WESE: Weak Exploration to Strong Exploitation for LLM Agents

Xu Huang,Weiwen Liu,Xiaolong Chen,Xingmei Wang,Defu Lian,Yasheng Wang,Ruiming Tang,Enhong Chen
2024-04-11
Abstract:Recently, large language models (LLMs) have demonstrated remarkable potential as an intelligent agent. However, existing researches mainly focus on enhancing the agent's reasoning or decision-making abilities through well-designed prompt engineering or task-specific fine-tuning, ignoring the procedure of exploration and exploitation. When addressing complex tasks within open-world interactive environments, these methods exhibit limitations. Firstly, the lack of global information of environments leads to greedy decisions, resulting in sub-optimal solutions. On the other hand, irrelevant information acquired from the environment not only adversely introduces noise, but also incurs additional cost. This paper proposes a novel approach, Weak Exploration to Strong Exploitation (WESE), to enhance LLM agents in solving open-world interactive tasks. Concretely, WESE involves decoupling the exploration and exploitation process, employing a cost-effective weak agent to perform exploration tasks for global knowledge. A knowledge graph-based strategy is then introduced to store the acquired knowledge and extract task-relevant knowledge, enhancing the stronger agent in success rate and efficiency for the exploitation task. Our approach is flexible enough to incorporate diverse tasks, and obtains significant improvements in both success rates and efficiency across four interactive benchmarks.
Artificial Intelligence,Multiagent Systems
What problem does this paper attempt to address?

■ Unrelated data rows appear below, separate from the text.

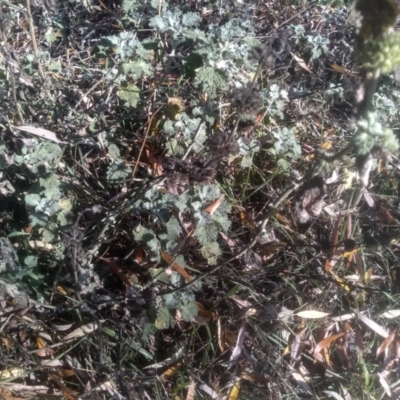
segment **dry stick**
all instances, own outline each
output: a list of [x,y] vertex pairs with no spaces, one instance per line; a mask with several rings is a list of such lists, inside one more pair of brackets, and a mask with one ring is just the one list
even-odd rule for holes
[[140,147],[139,155],[138,155],[138,158],[137,158],[136,163],[135,163],[135,167],[133,168],[131,182],[132,182],[132,179],[135,177],[136,171],[138,169],[139,162],[140,162],[140,157],[142,156],[144,146],[146,145],[147,136],[149,135],[150,128],[151,128],[151,125],[152,125],[152,122],[153,122],[153,118],[157,115],[157,113],[161,110],[161,108],[162,108],[162,106],[150,118],[149,125],[147,126],[146,133],[145,133],[144,138],[143,138],[143,143],[142,143],[142,146]]
[[19,120],[20,120],[21,124],[24,125],[25,124],[24,117],[22,116],[21,110],[19,108],[18,100],[17,100],[17,91],[15,89],[15,77],[14,77],[14,73],[13,73],[10,65],[8,66],[8,71],[10,72],[10,77],[11,77],[11,89],[12,89],[12,96],[13,96],[14,104],[15,104],[15,107],[17,108]]
[[197,126],[196,132],[194,133],[194,136],[193,136],[193,141],[190,144],[190,146],[188,147],[188,149],[186,150],[186,153],[182,157],[182,160],[185,160],[188,157],[189,153],[191,152],[191,150],[196,142],[197,136],[199,136],[199,133],[200,133],[201,129],[203,128],[203,125],[204,125],[204,117],[202,117],[200,119],[199,125]]
[[[357,110],[357,116],[356,116],[356,120],[359,121],[362,118],[366,118],[368,111],[371,109],[371,105],[372,105],[372,100],[374,97],[374,94],[376,92],[376,88],[378,86],[378,80],[379,80],[379,76],[381,74],[381,71],[378,69],[376,71],[373,72],[368,72],[367,76],[365,78],[365,91],[364,91],[364,98]],[[371,168],[371,163],[372,163],[372,158],[369,161],[366,161],[364,164],[364,168]],[[361,178],[362,173],[359,171],[359,175]],[[369,177],[369,171],[367,172],[367,175]],[[362,179],[359,179],[359,187],[356,189],[355,191],[355,196],[353,197],[353,201],[351,204],[349,204],[349,208],[355,208],[358,206],[358,204],[360,203],[365,190],[367,189],[368,186],[368,181],[369,179],[367,179],[367,182],[364,182]]]
[[[79,107],[79,105],[82,103],[82,101],[90,94],[93,92],[94,89],[97,88],[97,86],[100,85],[100,83],[104,82],[107,79],[107,75],[110,74],[110,72],[112,71],[112,68],[110,68],[108,70],[108,72],[102,77],[100,78],[92,87],[90,87],[85,94],[83,94],[83,96],[81,97],[81,99],[76,103],[75,107],[74,107],[74,111],[76,111],[76,109]],[[116,79],[119,76],[119,73],[117,74],[117,76],[114,78]]]
[[46,80],[46,75],[43,72],[42,63],[40,62],[40,58],[39,58],[39,50],[38,50],[37,43],[36,43],[36,38],[35,38],[35,29],[33,27],[33,18],[32,18],[32,14],[31,14],[31,2],[30,2],[30,0],[26,0],[26,17],[28,19],[29,31],[31,33],[33,53],[35,54],[36,62],[38,63],[39,74],[40,74],[40,76],[42,77],[42,79],[44,81],[44,80]]

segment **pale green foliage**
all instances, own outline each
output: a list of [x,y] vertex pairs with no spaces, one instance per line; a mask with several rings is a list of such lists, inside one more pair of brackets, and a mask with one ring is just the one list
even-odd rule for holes
[[182,228],[174,217],[174,211],[185,212],[191,216],[196,227],[194,237],[198,239],[200,251],[212,265],[217,262],[221,250],[218,244],[218,232],[227,232],[230,228],[228,214],[231,206],[224,200],[218,209],[210,215],[204,209],[221,197],[218,185],[204,185],[193,188],[189,194],[179,196],[163,194],[157,188],[150,189],[143,199],[138,200],[133,210],[146,210],[159,220],[160,224],[150,228],[140,227],[139,232],[133,231],[135,240],[146,245],[153,256],[159,259],[160,251],[170,251],[180,241]]
[[[240,166],[241,168],[251,168],[253,165],[254,154],[260,151],[259,142],[251,140],[250,143],[239,138],[237,141],[239,145],[239,154],[241,156]],[[230,156],[229,161],[232,162],[237,156]]]
[[118,91],[118,97],[125,102],[127,107],[136,107],[140,100],[140,89],[136,85],[122,87]]
[[37,176],[37,182],[25,195],[29,219],[33,227],[39,227],[42,239],[54,239],[59,226],[71,222],[72,200],[64,196],[61,176],[56,172],[62,149],[55,143],[33,141],[33,146],[24,146],[22,155],[15,157],[18,165],[24,165]]
[[154,326],[157,329],[168,329],[173,324],[171,313],[168,308],[162,307],[157,311],[157,318],[154,322]]
[[393,80],[383,82],[379,92],[374,95],[374,110],[376,117],[385,125],[397,123],[397,115],[400,107],[400,91],[394,90]]
[[292,25],[296,43],[303,44],[305,50],[311,50],[311,60],[316,60],[322,54],[329,53],[329,38],[321,35],[306,35],[302,25]]
[[200,118],[190,118],[185,113],[182,113],[177,121],[166,121],[163,130],[171,137],[166,143],[168,152],[174,155],[184,154],[187,146],[193,143],[192,150],[199,153],[207,139],[204,126],[197,132],[200,122]]
[[31,146],[22,148],[22,155],[15,156],[15,162],[25,164],[34,174],[38,174],[40,167],[46,169],[55,167],[61,154],[62,149],[56,143],[48,141],[38,143],[34,139]]
[[204,93],[214,98],[228,88],[228,79],[225,72],[215,67],[202,67],[196,74],[197,84]]
[[[161,11],[166,9],[166,4],[161,2]],[[138,27],[147,27],[151,16],[158,14],[159,7],[159,0],[123,0],[122,3],[123,11]]]
[[49,71],[61,72],[61,63],[59,61],[53,61],[48,66]]
[[107,151],[108,151],[108,156],[111,158],[111,160],[119,161],[121,159],[119,148],[116,144],[114,143],[108,144]]
[[363,45],[359,58],[365,68],[388,73],[400,66],[400,35],[386,32]]
[[37,266],[38,263],[38,259],[35,256],[28,256],[25,257],[24,259],[24,264],[28,267],[28,268],[34,268]]
[[153,67],[146,61],[128,61],[122,64],[122,71],[127,77],[137,80],[142,76],[148,76],[153,72]]
[[266,91],[262,92],[262,97],[267,106],[268,114],[283,119],[283,111],[286,103],[289,101],[287,91],[273,84]]
[[184,35],[189,28],[195,28],[201,21],[201,17],[193,12],[183,14],[174,8],[155,16],[150,20],[150,26],[158,29],[161,33],[168,32],[176,39]]
[[374,113],[357,123],[357,132],[353,136],[356,154],[368,154],[375,145],[395,153],[399,149],[399,141],[390,128],[384,128]]
[[198,314],[197,304],[193,301],[187,302],[183,305],[181,313],[184,321],[190,321]]
[[301,156],[301,147],[296,138],[295,128],[282,128],[272,132],[274,146],[268,152],[277,158],[278,165],[287,170],[292,160]]
[[131,174],[131,169],[123,161],[113,161],[107,169],[107,181],[111,185],[119,185]]
[[[177,262],[182,266],[182,260],[177,260]],[[173,272],[171,275],[171,284],[179,287],[181,281],[182,277],[178,273]],[[166,294],[158,298],[158,303],[160,308],[155,321],[155,326],[158,329],[168,328],[177,311],[180,311],[182,319],[187,322],[198,314],[195,295],[190,288]]]
[[122,62],[129,62],[132,56],[146,59],[151,51],[146,50],[133,32],[121,32],[119,35],[108,36],[107,39],[115,46],[115,54]]

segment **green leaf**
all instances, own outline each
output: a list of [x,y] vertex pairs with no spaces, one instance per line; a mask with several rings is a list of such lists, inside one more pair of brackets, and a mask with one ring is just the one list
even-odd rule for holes
[[207,260],[209,265],[215,265],[218,257],[221,255],[221,248],[217,242],[209,243],[204,245],[200,252],[202,256]]
[[170,293],[163,296],[163,302],[170,310],[177,309],[180,305],[179,297],[177,293]]
[[28,268],[34,268],[37,266],[38,259],[35,256],[28,256],[25,258],[24,263]]
[[215,98],[219,92],[228,89],[225,72],[213,67],[199,68],[196,73],[196,81],[210,98]]
[[129,61],[122,64],[124,74],[133,80],[137,80],[144,75],[150,75],[153,72],[153,66],[143,60]]
[[25,195],[25,203],[27,206],[36,207],[40,203],[40,196],[36,193]]
[[136,85],[128,85],[118,91],[118,97],[128,107],[136,107],[140,100],[140,89]]
[[157,329],[168,329],[171,326],[171,314],[168,308],[160,308],[157,312],[157,318],[154,322]]
[[131,169],[128,165],[122,161],[113,161],[107,170],[107,181],[112,185],[119,185],[130,174]]
[[197,304],[194,302],[186,303],[181,310],[182,319],[189,322],[192,318],[196,317],[199,313]]
[[107,146],[108,150],[108,156],[111,158],[113,161],[120,161],[121,160],[121,155],[119,152],[119,148],[116,144],[111,143]]

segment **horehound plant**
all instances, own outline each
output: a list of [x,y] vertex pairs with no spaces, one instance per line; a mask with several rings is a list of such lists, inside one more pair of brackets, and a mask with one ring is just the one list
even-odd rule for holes
[[[247,246],[228,260],[217,264],[191,282],[173,291],[193,285],[198,280],[215,273],[221,267],[239,258],[257,243],[263,243],[263,236],[266,234],[268,223],[271,217],[275,215],[278,206],[300,187],[303,187],[305,196],[311,193],[312,197],[313,191],[320,189],[318,187],[309,187],[310,182],[313,182],[313,178],[327,174],[340,164],[344,164],[348,168],[349,156],[353,157],[354,165],[358,171],[358,185],[353,195],[349,196],[348,207],[355,208],[358,206],[369,185],[370,172],[374,161],[377,159],[387,160],[390,154],[396,153],[399,149],[399,141],[393,130],[384,127],[377,120],[377,115],[373,110],[373,96],[377,90],[379,77],[382,74],[392,72],[396,67],[400,66],[400,34],[394,31],[394,24],[398,15],[399,8],[392,0],[358,0],[355,3],[352,22],[356,27],[356,54],[365,68],[365,77],[362,86],[358,89],[359,98],[356,99],[354,106],[351,124],[354,134],[347,145],[336,153],[317,150],[314,165],[303,177],[295,179],[280,197],[269,205],[268,211],[259,223],[258,233]],[[258,61],[259,67],[252,83],[243,89],[245,94],[254,93],[257,74],[262,70],[263,66],[268,65],[270,62],[271,52],[271,47],[263,48],[262,46],[257,46],[252,52],[252,56]],[[249,96],[243,95],[242,97],[246,99]],[[248,105],[238,103],[243,109],[246,109],[246,107],[247,109],[251,108]],[[319,198],[321,202],[323,201],[323,195],[315,197]],[[313,203],[312,200],[311,198],[308,203]],[[312,204],[312,207],[314,210],[318,209],[319,213],[322,211],[322,207],[318,207],[318,204]],[[314,213],[314,216],[317,215]]]

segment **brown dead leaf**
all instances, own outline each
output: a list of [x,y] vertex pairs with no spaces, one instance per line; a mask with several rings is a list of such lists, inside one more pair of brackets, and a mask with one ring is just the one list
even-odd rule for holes
[[382,205],[379,206],[379,216],[384,224],[396,223],[396,220],[393,218],[392,214],[390,214],[389,210]]
[[171,265],[171,268],[178,272],[182,276],[183,279],[185,279],[187,282],[192,281],[192,277],[176,262],[174,262],[174,259],[165,252],[161,252],[161,258],[168,264]]
[[185,102],[181,97],[168,97],[168,103],[165,107],[166,117],[177,120],[184,110]]
[[146,259],[146,252],[143,247],[138,246],[133,250],[133,258],[138,264],[142,264]]
[[60,285],[56,286],[57,292],[61,293],[62,295],[66,296],[68,292]]
[[208,212],[210,215],[213,215],[215,211],[217,211],[218,207],[221,205],[224,197],[225,195],[223,194],[219,199],[212,202],[207,208],[204,209],[204,212]]
[[123,282],[126,286],[130,287],[132,286],[132,283],[130,279],[124,274],[122,268],[117,264],[116,261],[110,259],[110,258],[101,258],[104,262],[108,264],[110,267],[111,272],[116,275],[121,282]]
[[237,246],[236,242],[234,240],[232,240],[224,232],[220,232],[219,234],[221,235],[222,239],[224,239],[225,243],[228,245],[228,247],[231,250],[231,252],[234,253],[235,250],[236,250],[236,246]]
[[71,389],[67,388],[60,379],[56,377],[51,377],[51,380],[56,383],[56,385],[59,387],[61,390],[62,394],[67,400],[78,400],[78,394],[73,392]]
[[386,352],[388,348],[393,343],[394,338],[396,337],[397,329],[394,329],[393,332],[382,342],[382,344],[376,350],[376,358],[383,352]]
[[339,72],[340,74],[351,74],[352,72],[349,71],[346,68],[341,67],[340,65],[333,63],[331,65],[332,69],[335,70],[336,72]]
[[39,350],[37,350],[35,354],[38,357],[48,357],[48,356],[51,356],[54,353],[53,349],[46,348],[47,347],[47,343],[40,336],[38,336],[36,338],[36,345],[37,345]]
[[311,73],[310,69],[307,67],[306,62],[305,62],[301,57],[296,56],[296,55],[293,54],[293,53],[290,53],[290,54],[292,55],[293,59],[300,65],[301,68],[303,68],[303,69],[305,69],[307,72],[310,72],[310,73]]
[[236,336],[233,332],[225,330],[224,340],[227,347],[231,347],[236,343]]
[[207,319],[208,321],[217,318],[217,314],[209,310],[199,310],[197,315]]
[[171,376],[175,375],[176,371],[182,366],[181,362],[176,363],[175,365],[172,365],[169,367],[162,375],[161,379],[167,380],[171,378]]
[[159,163],[158,158],[155,157],[150,150],[146,150],[146,156],[153,170],[154,176],[161,176],[164,173],[164,169],[161,163]]
[[[328,336],[327,338],[322,339],[322,340],[315,346],[315,349],[314,349],[314,352],[313,352],[314,358],[315,358],[316,360],[320,360],[320,359],[321,359],[321,358],[320,358],[320,353],[321,353],[321,351],[325,351],[325,352],[326,352],[326,351],[329,349],[329,347],[331,346],[331,344],[332,344],[335,340],[337,340],[337,339],[343,337],[344,335],[345,335],[345,333],[344,333],[344,332],[341,332],[341,333],[337,333],[336,335]],[[325,358],[325,359],[326,359],[326,358]]]
[[71,378],[71,376],[76,375],[73,369],[62,369],[60,372],[63,378]]
[[6,388],[0,387],[0,399],[2,400],[23,400],[20,397],[14,397],[14,395]]
[[240,212],[240,219],[242,220],[242,224],[247,226],[250,230],[257,229],[257,224],[253,221],[253,219],[245,211]]

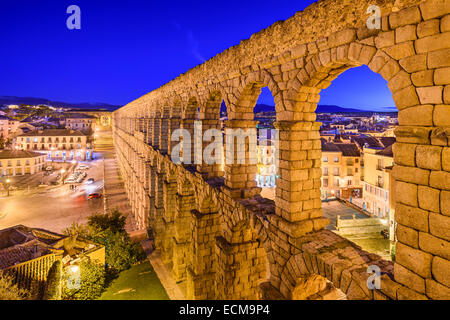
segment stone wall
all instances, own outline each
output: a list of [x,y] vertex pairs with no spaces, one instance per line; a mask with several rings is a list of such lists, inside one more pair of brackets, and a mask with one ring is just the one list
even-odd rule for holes
[[[189,298],[267,297],[258,286],[295,298],[299,286],[323,289],[312,275],[350,299],[450,297],[450,2],[376,1],[381,29],[369,30],[372,2],[319,1],[114,113],[138,227],[153,231],[176,280],[187,281]],[[323,230],[315,110],[322,89],[361,65],[388,82],[399,110],[395,265]],[[196,119],[218,125],[222,100],[227,127],[254,127],[264,86],[280,131],[275,202],[259,196],[255,166],[222,172],[171,162],[172,132],[192,131]],[[371,265],[385,273],[380,290],[367,287]]]

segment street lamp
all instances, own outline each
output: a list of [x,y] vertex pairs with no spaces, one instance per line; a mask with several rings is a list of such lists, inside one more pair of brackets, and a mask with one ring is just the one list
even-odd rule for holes
[[9,197],[9,188],[10,188],[10,183],[11,183],[11,180],[8,178],[8,179],[6,179],[6,191],[8,192],[8,197]]

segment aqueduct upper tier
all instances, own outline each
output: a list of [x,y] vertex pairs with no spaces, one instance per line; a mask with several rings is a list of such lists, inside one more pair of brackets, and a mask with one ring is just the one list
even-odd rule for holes
[[[381,9],[368,29],[367,8]],[[399,110],[394,146],[396,262],[324,227],[320,91],[367,65]],[[269,87],[280,132],[276,199],[259,196],[250,164],[176,165],[175,129],[255,127]],[[321,0],[113,115],[120,170],[138,227],[189,299],[450,298],[450,1]],[[384,272],[367,286],[368,266]],[[328,280],[325,281],[325,279]]]

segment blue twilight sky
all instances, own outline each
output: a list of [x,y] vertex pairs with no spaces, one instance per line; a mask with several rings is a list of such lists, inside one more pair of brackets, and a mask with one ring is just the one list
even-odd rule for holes
[[[313,0],[2,0],[0,95],[123,105]],[[69,30],[67,7],[81,8]],[[272,104],[268,90],[260,103]],[[386,82],[349,70],[321,104],[394,107]]]

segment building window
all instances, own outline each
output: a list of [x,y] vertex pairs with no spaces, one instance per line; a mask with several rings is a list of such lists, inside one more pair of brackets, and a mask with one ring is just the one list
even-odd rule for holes
[[334,175],[335,176],[339,175],[339,167],[334,167]]
[[334,180],[334,186],[339,187],[339,179]]
[[328,176],[328,167],[323,168],[323,175]]
[[334,162],[339,162],[339,157],[334,157]]
[[323,157],[323,162],[328,162],[328,157]]
[[328,187],[328,179],[323,179],[323,186]]

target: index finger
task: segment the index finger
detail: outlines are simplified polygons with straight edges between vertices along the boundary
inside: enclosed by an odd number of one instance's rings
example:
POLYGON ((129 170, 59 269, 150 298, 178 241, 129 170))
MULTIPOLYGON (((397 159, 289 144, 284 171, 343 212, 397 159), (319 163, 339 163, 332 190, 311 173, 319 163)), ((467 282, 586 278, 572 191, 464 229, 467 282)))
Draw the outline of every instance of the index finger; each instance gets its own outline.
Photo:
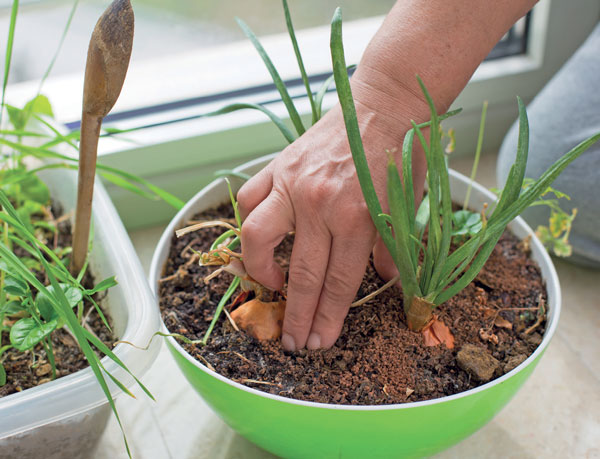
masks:
POLYGON ((289 207, 273 191, 242 224, 242 256, 248 274, 271 290, 281 290, 284 274, 275 263, 275 247, 294 229, 289 207))

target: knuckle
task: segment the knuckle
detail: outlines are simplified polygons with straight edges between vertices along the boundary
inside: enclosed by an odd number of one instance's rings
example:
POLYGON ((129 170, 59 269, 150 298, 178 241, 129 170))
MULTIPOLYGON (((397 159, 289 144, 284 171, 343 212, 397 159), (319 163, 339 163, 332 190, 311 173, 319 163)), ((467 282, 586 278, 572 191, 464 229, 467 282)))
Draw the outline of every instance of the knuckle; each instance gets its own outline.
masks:
POLYGON ((353 290, 354 286, 351 285, 348 274, 334 270, 327 273, 321 295, 327 302, 342 303, 352 296, 353 290))
POLYGON ((348 204, 347 212, 354 222, 364 222, 370 217, 369 208, 364 199, 351 201, 348 204))
POLYGON ((250 215, 242 224, 242 244, 244 248, 260 242, 262 225, 250 215))
POLYGON ((337 222, 333 233, 343 238, 358 238, 364 240, 373 226, 371 216, 366 206, 350 204, 340 206, 334 215, 337 222))
POLYGON ((304 292, 320 290, 322 279, 311 268, 310 264, 296 262, 290 266, 289 283, 294 289, 304 292))
POLYGON ((237 202, 240 206, 240 210, 248 210, 252 206, 252 194, 250 193, 250 189, 248 186, 242 186, 237 193, 237 202))
POLYGON ((320 205, 335 195, 335 186, 327 182, 310 183, 296 190, 309 205, 320 205))

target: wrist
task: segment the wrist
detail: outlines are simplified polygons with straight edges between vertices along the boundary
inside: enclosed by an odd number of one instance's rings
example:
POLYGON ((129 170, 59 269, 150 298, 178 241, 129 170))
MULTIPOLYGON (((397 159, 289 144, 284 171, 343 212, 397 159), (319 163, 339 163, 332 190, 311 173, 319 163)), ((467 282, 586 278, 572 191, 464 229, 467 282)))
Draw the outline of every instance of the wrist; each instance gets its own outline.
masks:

The paper aims to address two main issues faced by large language models (LLMs) as intelligent agents in open-world interaction tasks: 1. **Lack of global information leading to suboptimal decisions**: Due to the initial lack of overall understanding of the environment, LLMs may make suboptimal or non-optimal decisions, such as getting stuck in loops or taking inefficient paths when searching for specific items. 2. **A large amount of irrelevant information in the acquired data**: The information collected during exploration often contains many details that are not directly related to the current task. This irrelevant information not only interferes with the decision-making process of the LLM but also adds extra costs. To address the above challenges, the paper proposes a new method called "Weak Exploration to Strong Exploitation (WESE)." The core ideas of this method include: - **Decoupling exploration and exploitation**: By separating the exploration and exploitation processes, two different LLM agents are used to perform exploration and exploitation tasks respectively. The goal of the exploration phase is to interact with the environment to obtain information that helps solve the problem, while the exploitation phase involves reasoning and decision-making based on the acquired knowledge. - **Knowledge graph compression and retrieval strategy**: Information obtained during exploration is stored and organized in the form of a knowledge graph. A one-hop retrieval method is used to extract task-relevant information from the graph, thereby reducing the impact of irrelevant information. - **Cost-effective weak exploration**: It is observed that weaker LLMs (such as models with fewer parameters) are sufficient to complete exploration tasks. Therefore, the paper proposes using cost-effective weak LLMs for exploration and then leveraging the knowledge they acquire to enhance the performance of stronger LLMs during the exploitation phase. Experimental results show that the WESE method achieves significant improvements in success rate, efficiency, and cost across four open-world interaction benchmarks, particularly excelling in balancing effectiveness, efficiency, and cost.